By Anon.

Having done a thorough Step 8 when I first got sober and worked the steps (At least to the best of my ability at the time, which my Sponsor anointed with his solemn approval), I had that experience in the spiritual tool kit I was filling up for the days to follow. Step 10 of course kept me on track as sober days became years, so I thought of Step 8 more as a memory, or in the abstract at meetings, something to hone for use with a sponsee down the road.
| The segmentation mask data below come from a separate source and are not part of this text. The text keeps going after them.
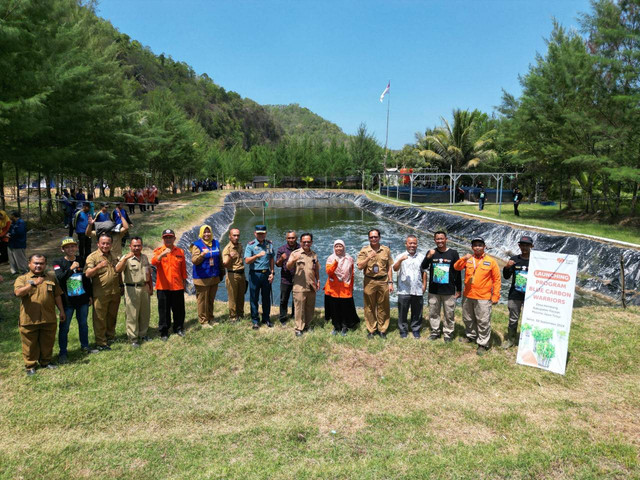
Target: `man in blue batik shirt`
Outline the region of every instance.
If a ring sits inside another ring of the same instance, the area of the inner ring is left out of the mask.
[[[262,323],[273,327],[271,313],[271,283],[273,282],[274,251],[271,240],[267,240],[267,226],[256,225],[256,239],[244,249],[244,262],[249,265],[249,302],[253,329],[260,328],[258,299],[262,295]]]

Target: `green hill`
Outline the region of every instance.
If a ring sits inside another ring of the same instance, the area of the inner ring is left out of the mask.
[[[339,142],[346,142],[349,136],[335,123],[322,118],[297,103],[290,105],[265,105],[271,115],[282,126],[286,135],[290,137],[320,137],[324,141],[335,138]]]

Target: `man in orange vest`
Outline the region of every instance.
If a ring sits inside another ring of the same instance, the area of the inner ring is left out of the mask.
[[[495,259],[484,253],[484,239],[471,240],[473,255],[467,253],[453,264],[458,271],[465,270],[462,320],[465,336],[463,343],[477,343],[478,355],[490,348],[491,307],[500,300],[500,268]]]

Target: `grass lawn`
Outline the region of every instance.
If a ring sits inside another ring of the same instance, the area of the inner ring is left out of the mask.
[[[147,218],[135,233],[162,228]],[[296,339],[292,326],[231,324],[218,303],[220,325],[201,330],[192,300],[187,336],[164,343],[154,297],[142,348],[126,342],[121,305],[113,351],[81,355],[72,325],[71,362],[27,378],[11,291],[0,284],[3,479],[640,478],[638,308],[574,310],[559,376],[498,348],[504,306],[479,358],[395,328],[333,337],[321,312]],[[459,336],[459,307],[456,320]]]
[[[386,201],[387,197],[380,195],[371,195],[367,192],[367,196],[375,201]],[[388,203],[396,205],[409,205],[409,202],[396,201],[393,198],[388,199]],[[487,220],[499,219],[505,222],[519,223],[529,225],[531,227],[552,228],[555,230],[563,230],[565,232],[574,232],[583,235],[595,235],[598,237],[611,238],[623,242],[630,242],[640,245],[640,228],[631,225],[618,225],[606,222],[599,222],[593,219],[584,219],[580,214],[568,214],[564,210],[560,210],[558,206],[545,207],[535,203],[520,204],[520,216],[513,214],[513,204],[505,203],[502,205],[501,215],[498,215],[498,205],[489,204],[484,207],[481,212],[478,211],[477,204],[464,204],[449,206],[446,204],[427,204],[442,210],[450,210],[460,213],[471,213],[481,215]]]

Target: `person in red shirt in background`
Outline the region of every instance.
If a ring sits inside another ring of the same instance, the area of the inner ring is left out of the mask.
[[[144,212],[146,210],[144,204],[144,193],[142,193],[142,190],[140,189],[136,192],[136,201],[138,202],[138,208],[140,208],[140,211]]]
[[[136,197],[133,195],[131,189],[124,192],[124,201],[126,202],[127,207],[129,207],[129,214],[133,215],[136,210]]]
[[[154,188],[150,188],[148,190],[149,194],[147,196],[148,198],[148,202],[149,202],[149,207],[151,207],[151,211],[155,212],[155,208],[156,208],[156,190]]]
[[[151,265],[157,270],[158,330],[160,330],[160,338],[167,341],[171,327],[171,314],[173,314],[173,333],[184,337],[184,290],[187,284],[187,264],[184,250],[174,245],[176,235],[173,230],[164,230],[162,241],[164,245],[153,251]]]
[[[467,253],[453,268],[465,270],[464,296],[462,300],[462,320],[465,336],[463,343],[477,343],[478,355],[484,355],[491,340],[491,307],[500,300],[500,268],[497,262],[484,253],[484,239],[471,240],[473,255]]]

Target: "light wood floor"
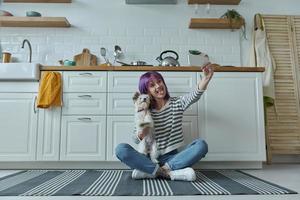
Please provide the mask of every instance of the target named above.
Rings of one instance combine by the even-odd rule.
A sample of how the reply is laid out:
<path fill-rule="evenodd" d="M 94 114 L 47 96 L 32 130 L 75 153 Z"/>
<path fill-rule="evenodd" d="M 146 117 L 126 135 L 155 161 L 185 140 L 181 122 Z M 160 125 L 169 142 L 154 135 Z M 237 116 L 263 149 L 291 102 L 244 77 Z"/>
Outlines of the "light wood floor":
<path fill-rule="evenodd" d="M 261 170 L 243 170 L 264 180 L 300 193 L 300 164 L 274 164 Z M 16 170 L 0 170 L 0 177 Z M 232 195 L 232 196 L 177 196 L 177 197 L 0 197 L 0 200 L 300 200 L 296 195 Z"/>

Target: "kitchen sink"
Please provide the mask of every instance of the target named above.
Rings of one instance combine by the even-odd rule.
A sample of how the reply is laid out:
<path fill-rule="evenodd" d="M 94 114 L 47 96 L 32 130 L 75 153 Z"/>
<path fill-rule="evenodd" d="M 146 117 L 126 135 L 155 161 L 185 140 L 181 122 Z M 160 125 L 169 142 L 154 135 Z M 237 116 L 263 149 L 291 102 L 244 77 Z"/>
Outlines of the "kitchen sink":
<path fill-rule="evenodd" d="M 37 81 L 40 79 L 38 63 L 0 63 L 0 81 Z"/>

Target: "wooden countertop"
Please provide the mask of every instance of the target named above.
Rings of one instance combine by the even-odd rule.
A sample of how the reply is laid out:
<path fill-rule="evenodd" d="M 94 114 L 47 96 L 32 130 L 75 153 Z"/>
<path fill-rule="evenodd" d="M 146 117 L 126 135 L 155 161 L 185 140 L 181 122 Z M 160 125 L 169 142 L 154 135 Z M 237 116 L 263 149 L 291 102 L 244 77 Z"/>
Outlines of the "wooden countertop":
<path fill-rule="evenodd" d="M 234 67 L 213 65 L 215 72 L 264 72 L 264 67 Z M 41 71 L 187 71 L 201 72 L 201 67 L 181 66 L 41 66 Z"/>

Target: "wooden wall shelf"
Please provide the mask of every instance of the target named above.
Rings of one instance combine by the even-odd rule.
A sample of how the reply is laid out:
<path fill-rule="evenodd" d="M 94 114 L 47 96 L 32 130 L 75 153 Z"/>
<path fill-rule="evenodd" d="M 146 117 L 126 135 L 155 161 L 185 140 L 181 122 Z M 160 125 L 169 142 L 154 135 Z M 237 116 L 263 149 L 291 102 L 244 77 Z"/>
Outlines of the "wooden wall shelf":
<path fill-rule="evenodd" d="M 70 27 L 65 17 L 0 17 L 0 27 Z"/>
<path fill-rule="evenodd" d="M 238 5 L 241 0 L 188 0 L 188 4 Z"/>
<path fill-rule="evenodd" d="M 192 18 L 190 21 L 190 29 L 240 29 L 244 25 L 244 21 L 233 21 L 230 24 L 228 19 L 220 18 Z"/>
<path fill-rule="evenodd" d="M 72 0 L 3 0 L 4 3 L 72 3 Z"/>

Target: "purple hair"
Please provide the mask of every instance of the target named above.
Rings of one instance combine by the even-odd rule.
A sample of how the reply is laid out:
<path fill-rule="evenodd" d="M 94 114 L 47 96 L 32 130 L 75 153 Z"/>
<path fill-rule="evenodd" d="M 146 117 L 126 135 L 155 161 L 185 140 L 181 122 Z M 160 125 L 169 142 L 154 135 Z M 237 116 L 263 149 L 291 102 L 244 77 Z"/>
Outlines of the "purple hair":
<path fill-rule="evenodd" d="M 169 100 L 170 94 L 169 94 L 167 85 L 165 83 L 165 80 L 164 80 L 163 76 L 160 73 L 156 72 L 156 71 L 149 71 L 149 72 L 146 72 L 145 74 L 141 75 L 140 82 L 139 82 L 140 93 L 141 94 L 148 94 L 148 84 L 149 84 L 149 81 L 152 80 L 153 78 L 157 79 L 157 80 L 162 80 L 162 82 L 166 86 L 166 96 L 165 96 L 164 99 Z M 155 102 L 153 102 L 153 103 L 155 103 Z"/>

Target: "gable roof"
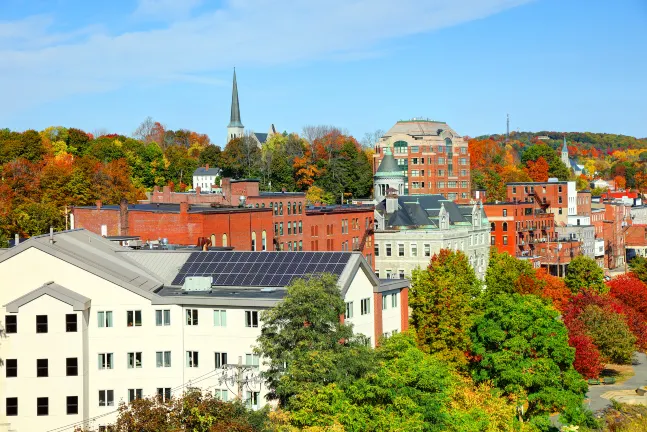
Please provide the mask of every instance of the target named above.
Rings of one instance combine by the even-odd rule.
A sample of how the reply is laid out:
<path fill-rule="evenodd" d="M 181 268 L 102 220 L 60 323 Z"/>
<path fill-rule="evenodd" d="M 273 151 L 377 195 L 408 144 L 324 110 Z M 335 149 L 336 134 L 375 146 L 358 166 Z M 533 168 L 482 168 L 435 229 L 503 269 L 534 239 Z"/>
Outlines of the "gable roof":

However, when the challenges of life on life’s terms hit like a tsunami, abstract thinking, memories, or my idea of what’s good for you, were washed away in the torrent of the “storm” confronted. As instructed, I sought to determine what Step(s) applied to the circumstances at hand. My sponsor, that thorough I want “what he has” kind of guy, of course reminded me that Step 4, the Step to which I was pointed to assist on the arc of life which I was trudging, required a searching and fearless moral inventory. With earnestness he added that failure to fully perform Step 4 lead many guys with more days than I back to the bottle. This was not an attractive alternative at all.

With my new 4th Step inventory completed, I moved through the admissions trice and took the book down from the shelf, which itself had yielded unexpected and marvelous results. To this HP I was now experiencing in a new and wondrous way, I was able to ask that my defects be removed. With all I could muster, I was even willing to make this request straight from my heart and with complete abandon, as rigorous honesty now demands my witness. But the Big Book seems to never let AAers rest on their laurels, its authors knew a drunk like me was in trouble if I did. Instead I was called to more action.

Now I had to make a list of “All Persons We Had Harmed.” Since that “ancient history” had been done and my recent episodes “promptly admitted,” as the effect of now requesting my defects be removed sank in, I had to ask – Whom had I harmed by the expression of these defects this time?

The answer was unexpected, as it was “Me.” Here I was, Making a List, and the first name on it was mine. My sponsor assured me this was not a hidden manifestation of ego, but rather an honest appraisal of the results of my inventory. For while I had developed resentments towards those on my inventory, thanks to my HP and my fellow AAers, I had not acted out upon those resentments. But I  sure let them eat me alive. While I had not taken actions which I regretted or which called for an amend to another, I waxed profusely and profanely in the privacy of my own mind.

I riddled my HP with questions, demanded He conjure up favorable responses to my plightsand, perhaps the saddest of all, denied myself the reality, and worse, my willingness to accept, He had all of these circumstances under control. I forgot I was in His care, an actor on His stage, a worker amongst workers in His field. As this realization was made exact during my Step 5, the reflections suggested by Step 6 revealed it was my shortcomings, my inability to trust my HP, which required attention and change; which demanded I ask them to be removed. To change, I needed to be willing and then humbly ask for the help needed. In that reflection I also saw whom I had “hurt” in the expression of this shortcoming, who needed to be on my Eighth Step List – Me.

Into “the mirror” which my sponsor “held” to assist my perception, I looked at me. I could now see and begin to appreciate just how destructive my thinking and the patterns created had been on me, why I owed “me” an amend. I may not have lashed out at another [thank goodness] as I had fretted with my issues, but I  sure beat myself to a pulp. I did not like the circumstances, but I found I had begun to accept them as they were. Whether mine was to be a tragedy or a comedy, only my Director knew. But as my play of life unfolded, my lines now came more freely for I had through this Step 8 begun my living amend to “Me.”